A graph of emf against time is provided, showing a maximum voltage of 94,3 V - NSC Physical Sciences - Question 8 - 2017 - Paper 1

To find the average power (P_average), we can use the root mean square voltage (V_rms). Since the root mean square current (I_rms) is 3% of the root mean square voltage:

1. The formula for average power is:

   $P_{average} = V_{rms} imes I_{rms}$

2. First, calculate V_rms:

   $V_{rms} = \frac{V_{max}}{\sqrt{2}} = \frac{94.3}{\sqrt{2}} \approx 66.7 \text{ V}$

3. Now calculate I_rms:

   $I_{rms} = 0.03 \times V_{rms} \approx 0.03 \times 66.7 \approx 2.0 \text{ A}$

4. Calculate average power:

   $P_{average} = 66.7 \times 2.0 \approx 133.9 \text{ W}$

To convert the AC generator to a DC generator, one must replace the slip rings with a split-ring commutator. This will allow the generator to rectify the alternating current (AC) into direct current (DC).

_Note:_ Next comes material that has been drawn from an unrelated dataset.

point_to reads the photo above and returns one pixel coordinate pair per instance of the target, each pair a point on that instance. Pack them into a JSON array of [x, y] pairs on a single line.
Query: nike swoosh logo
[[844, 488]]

To calculate the resistance of the light bulb (R), we can use the formula based on power (P) and voltage (V):

1. Use the value from one of the ratings. Let's use the 90 W light bulb and assume it operates at 230 V (if not stated, this is a common assumption):

   $P = \frac{V^2}{R}$

2. Rearranging gives:

   $R = \frac{V^2}{P}$

3. Substituting the known values:

   $R = \frac{230^2}{90} \approx 593.33 \Omega$

The brightness of the light bulb will be TOO BRIGHT because the power of the generator exceeds the power rating of the light bulb. This means the bulb receives more energy than it is designed to handle, resulting in increased brightness and potentially damaging the bulb.